CHAMBER OF MINES RELEASES FINAL INDEPENDENT REPORT ON TRADE MISINVOICING
Calls on UNCTAD to withdraw its report and acknowledge its shortcomings
Johannesburg, 22 August 2017: The Chamber of Mines is pleased to release the third and final report in a series commissioned to examine the July 2016 UNCTAD report entitled Trade Misinvoicing in Primary Commodities in Developing Countries: The cases of Chile, Cote d’Ivoire, Nigeria, South Africa and Zambia. UNCTAD revised the report in December, though its fundamentals remained unchanged.
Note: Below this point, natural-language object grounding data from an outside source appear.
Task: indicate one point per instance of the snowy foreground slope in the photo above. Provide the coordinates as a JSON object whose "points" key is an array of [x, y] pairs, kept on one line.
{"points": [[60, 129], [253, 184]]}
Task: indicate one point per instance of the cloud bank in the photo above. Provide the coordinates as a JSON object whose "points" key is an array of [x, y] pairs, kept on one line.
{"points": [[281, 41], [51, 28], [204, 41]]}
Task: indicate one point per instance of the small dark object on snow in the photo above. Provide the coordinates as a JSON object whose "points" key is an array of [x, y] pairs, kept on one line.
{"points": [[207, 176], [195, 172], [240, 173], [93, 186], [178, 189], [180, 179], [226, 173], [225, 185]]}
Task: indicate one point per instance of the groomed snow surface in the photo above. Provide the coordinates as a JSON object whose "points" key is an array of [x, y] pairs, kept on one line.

The UNCTAD report purportedly found widespread underinvoicing which, it alleged, was designed by commodities producers to evade tax and other entitlements due to the fiscal authorities. For South Africa, the report calculated cumulative underinvoicing over the period 2000-2014 to have amounted to US$102.8 billion (in constant 2014 US dollars): US$620 million for iron ore; US$24 billion for silver and platinum; and US$78.2 billion for gold.
Introduction
The first two Chamber-commissioned Eunomix reports, published in December and February respectively, focused on UNCTAD’s gold scenarios. The third, which we publish today and can be found here, deals with the other commodities.